Founders of these new Indian coffee brands feel there is a huge gap between India’s potential to produce fine-quality coffee and the awareness about it. Consequently, they are coming up with tutorials, workshops, and challenges for customers to experiment with coffee and brewing tools. For instance, Maverick & Farmer organised a 21-day cold brew session, while Araku Coffee organises tasting sessions. “We are constantly competing with the huge budgets and marketing muscle of instant coffee brands. We’re still so used to just putting a teaspoon of coffee in a mug and whipping it up with water and creating 10 viral videos, rather than taking the time to brew a nicely roasted cup of coffee,” says Sreeram.

However, the Covid-19 outbreak has been “a blessing in disguise”, says Kumar, as it led to a spike in coffee consumption, and artisanal brands witnessed a manifold increase in sales.

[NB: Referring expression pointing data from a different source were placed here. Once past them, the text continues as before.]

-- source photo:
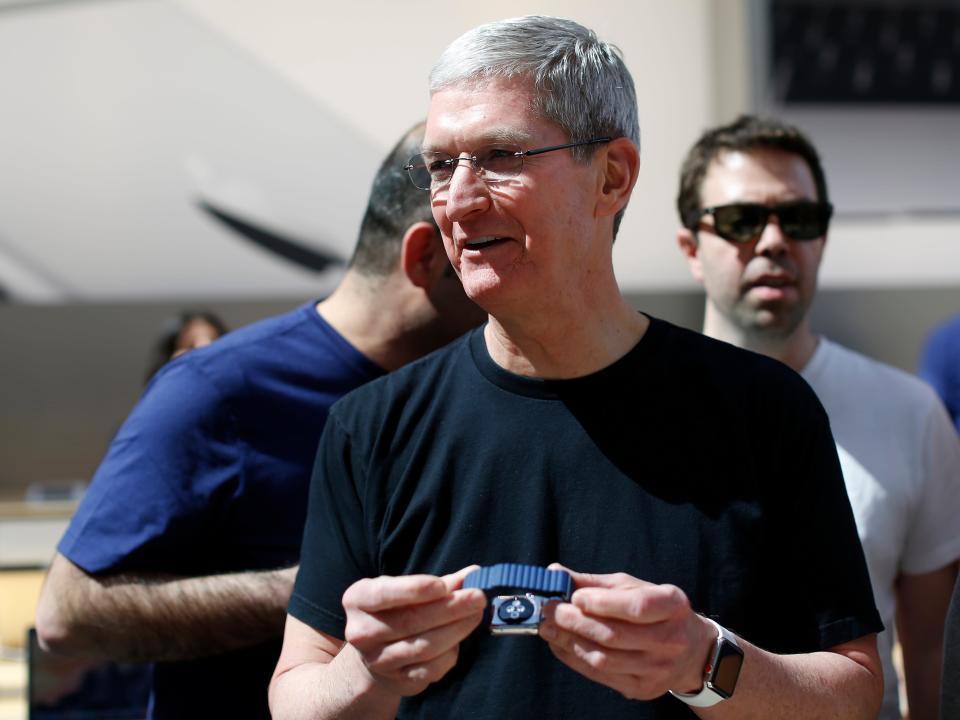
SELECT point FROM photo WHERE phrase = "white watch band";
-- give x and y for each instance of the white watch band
(707, 697)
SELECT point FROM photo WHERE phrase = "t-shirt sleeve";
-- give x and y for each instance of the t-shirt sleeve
(939, 366)
(156, 496)
(337, 550)
(932, 539)
(823, 573)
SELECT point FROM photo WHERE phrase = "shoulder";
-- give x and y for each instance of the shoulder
(945, 336)
(854, 374)
(720, 367)
(409, 386)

 coffee farmer family (killo sibboAraku Coffee was started as a livelihood project for local tribals by ensuring profits for the farmers
Courtesy: Araku Coffee

“Working and schooling at home created a new need for coffee and brewing equipment. There has been growth in home-brewing confidence, whereas before the pandemic most people took their coffee out. Once we can move freely again, people will return to cafes. However, home consumption will remain high with consumers’ newfound confidence,” adds Johns. “The future lies in specialty coffee, with smaller lots of distinction fetching higher prices.”